I was recently asked for some code to show how I created the charts in my paper,
Tables and Graphs for Monitoring Crime Patterns (Pre-print can be seen
here).
I cannot share the data used in the paper, but I can replicate them with some other public data. I will use calls for service publicly available from
Burlington, VT to illustrate them.
The idea behind these time-series charts are not for forecasting, but to identify anomalous patterns - such as recent spikes in the data. (So they are more in line with the ideas behind control charts.) Often even in big jurisdictions, one prolific offender can cause a spike in crimes over a week or a month. They are also good to check more general trends as well, to see if crimes have had more slight, but longer term trends up or down.
For a preview, we will be making a weekly time series chart:
In the weekly chart the red line is the actual data, the black line is the average of the prior 8 weeks, and the grey band is a Poisson confidence interval around that prior moving average. The red dot is the most recent week.
And we will also be making a monthly seasonal chart:
The red line is the counts of calls per month in the current year, and the lighter grey lines are prior years (here going back to 2012).

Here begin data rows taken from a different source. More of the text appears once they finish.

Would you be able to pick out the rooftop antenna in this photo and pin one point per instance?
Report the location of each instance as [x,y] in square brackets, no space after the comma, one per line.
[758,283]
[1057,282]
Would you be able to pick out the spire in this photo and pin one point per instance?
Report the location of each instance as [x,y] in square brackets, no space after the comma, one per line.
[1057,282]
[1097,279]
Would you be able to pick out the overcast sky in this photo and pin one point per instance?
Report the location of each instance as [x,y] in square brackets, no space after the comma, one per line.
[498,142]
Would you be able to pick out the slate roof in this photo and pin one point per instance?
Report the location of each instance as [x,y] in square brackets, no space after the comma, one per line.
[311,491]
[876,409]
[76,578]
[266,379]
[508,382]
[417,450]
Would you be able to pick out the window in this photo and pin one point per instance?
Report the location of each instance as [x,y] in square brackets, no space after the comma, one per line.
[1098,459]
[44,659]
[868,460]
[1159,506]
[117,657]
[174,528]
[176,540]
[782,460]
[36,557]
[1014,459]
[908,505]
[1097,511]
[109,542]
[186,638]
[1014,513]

So to start, I saved the 2012 through currently 6/20/2016 calls for service data as a csv file. And here is the code to read in that incident level data.
*Change this to where the csv file is located on your machine.

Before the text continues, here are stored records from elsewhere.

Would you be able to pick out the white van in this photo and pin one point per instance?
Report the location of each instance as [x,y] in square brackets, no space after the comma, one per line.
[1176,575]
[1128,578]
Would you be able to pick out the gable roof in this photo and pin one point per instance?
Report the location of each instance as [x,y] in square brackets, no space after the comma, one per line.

FILE HANDLE data /NAME = "C:\Users\andrew.wheeler\Dropbox\Documents\BLOG\Tables_Graphs".
GET DATA /TYPE=TXT
/FILE="data\Calls_for_Service_Dashboard_data.csv"
/ENCODING='UTF8'
/DELCASE=LINE
/DELIMITERS=","
/QUALIFIER='"'
/ARRANGEMENT=DELIMITED
/FIRSTCASE=2
/DATATYPEMIN PERCENTAGE=95.0
/VARIABLES=
AdjustedLatitude AUTO
AdjustedLongitude AUTO
AlcoholRelated AUTO
Area AUTO
CallDateTime AUTO
CallType AUTO
Domv AUTO
DayofWeek AUTO
DrugRelated AUTO
EndDateTime AUTO
GeneralTimeofDay AUTO
IncidentNumber AUTO
LocationType AUTO
MentalHealthRelated AUTO
MethodofEntry AUTO
Month AUTO
PointofEntry AUTO
StartDateTime AUTO
Street AUTO
Team AUTO
Year AUTO
/MAP.
CACHE.
EXECUTE.
DATASET NAME CFS.
First I will be making the weekly chart. What I did when I was working as an analyst was make a chart that showed the recent weekly trends and to identify if the prior week was higher than you might expect it to be. The weekly patterns can be quite volatile though, so I smoothed the data based on the average of the prior eight weeks, and calculated a confidence interval around that average count (based on the Poisson distribution).

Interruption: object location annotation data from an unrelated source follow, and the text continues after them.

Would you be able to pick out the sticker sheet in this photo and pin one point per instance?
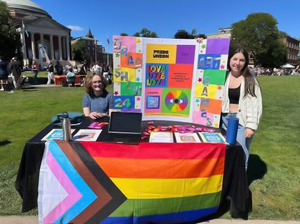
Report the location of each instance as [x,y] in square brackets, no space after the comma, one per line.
[171,79]
[210,78]
[128,64]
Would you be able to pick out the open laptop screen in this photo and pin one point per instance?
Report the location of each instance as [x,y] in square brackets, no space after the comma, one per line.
[125,122]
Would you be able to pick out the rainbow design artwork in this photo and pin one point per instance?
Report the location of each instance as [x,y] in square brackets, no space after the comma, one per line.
[176,101]
[146,70]
[92,182]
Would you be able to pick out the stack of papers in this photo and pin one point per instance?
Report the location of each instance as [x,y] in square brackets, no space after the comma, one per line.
[87,135]
[187,137]
[166,137]
[212,137]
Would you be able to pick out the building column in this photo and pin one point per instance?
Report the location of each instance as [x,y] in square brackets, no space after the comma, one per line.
[52,47]
[33,46]
[42,39]
[68,47]
[23,41]
[60,48]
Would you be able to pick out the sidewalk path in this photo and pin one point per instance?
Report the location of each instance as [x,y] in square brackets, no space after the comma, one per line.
[34,220]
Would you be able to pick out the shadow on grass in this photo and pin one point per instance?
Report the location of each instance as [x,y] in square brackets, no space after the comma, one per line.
[256,168]
[29,89]
[4,143]
[223,208]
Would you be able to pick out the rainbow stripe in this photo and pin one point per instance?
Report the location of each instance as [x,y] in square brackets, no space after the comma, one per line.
[92,182]
[162,182]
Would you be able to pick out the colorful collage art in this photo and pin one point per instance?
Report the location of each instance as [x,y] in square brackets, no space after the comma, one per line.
[169,79]
[128,63]
[209,82]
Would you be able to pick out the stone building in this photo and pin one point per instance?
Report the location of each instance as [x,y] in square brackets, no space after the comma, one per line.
[292,45]
[38,27]
[95,51]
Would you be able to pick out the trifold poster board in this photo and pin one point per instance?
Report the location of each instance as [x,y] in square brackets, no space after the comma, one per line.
[170,79]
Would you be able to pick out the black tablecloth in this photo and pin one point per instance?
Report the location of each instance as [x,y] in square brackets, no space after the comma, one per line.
[235,184]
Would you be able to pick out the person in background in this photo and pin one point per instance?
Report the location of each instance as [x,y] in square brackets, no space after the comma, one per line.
[35,70]
[96,69]
[59,68]
[50,73]
[71,76]
[14,68]
[75,70]
[84,68]
[97,102]
[242,99]
[3,73]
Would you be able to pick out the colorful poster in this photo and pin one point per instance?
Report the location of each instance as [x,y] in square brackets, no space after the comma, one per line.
[128,64]
[93,182]
[210,78]
[168,79]
[171,79]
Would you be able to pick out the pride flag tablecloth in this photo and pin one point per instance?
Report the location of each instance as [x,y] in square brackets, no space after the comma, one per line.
[92,182]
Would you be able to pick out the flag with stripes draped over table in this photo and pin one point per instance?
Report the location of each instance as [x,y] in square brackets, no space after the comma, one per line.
[92,182]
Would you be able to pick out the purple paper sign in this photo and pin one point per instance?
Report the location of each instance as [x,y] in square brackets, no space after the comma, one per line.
[185,54]
[217,46]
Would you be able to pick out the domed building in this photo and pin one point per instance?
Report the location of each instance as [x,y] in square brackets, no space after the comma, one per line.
[39,28]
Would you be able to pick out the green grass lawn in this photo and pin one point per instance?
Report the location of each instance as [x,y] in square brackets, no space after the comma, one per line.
[274,168]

As a start, we are going to turn our date variable,
CallDateTime
, into an SPSS date variable (it gets read in as a string, AM/PM in date-times are so annoying!). Then we are going to calculate the number of days since some baseline - here it is 1/1/2012, which is Sunday. Then we are going to calculate the weeks since that Sunday. Lastly we select out the most recent week, as it is not a full week.
*Days since 1/1/2012.
COMPUTE #Sp = CHAR.INDEX(CallDateTime," ").
COMPUTE CallDate = NUMBER(CHAR.SUBSTR(CallDateTime,1,#Sp),ADATE10).
COMPUTE Days = DATEDIFF(CallDate,DATE.MDY(1,1,2012),"DAYS").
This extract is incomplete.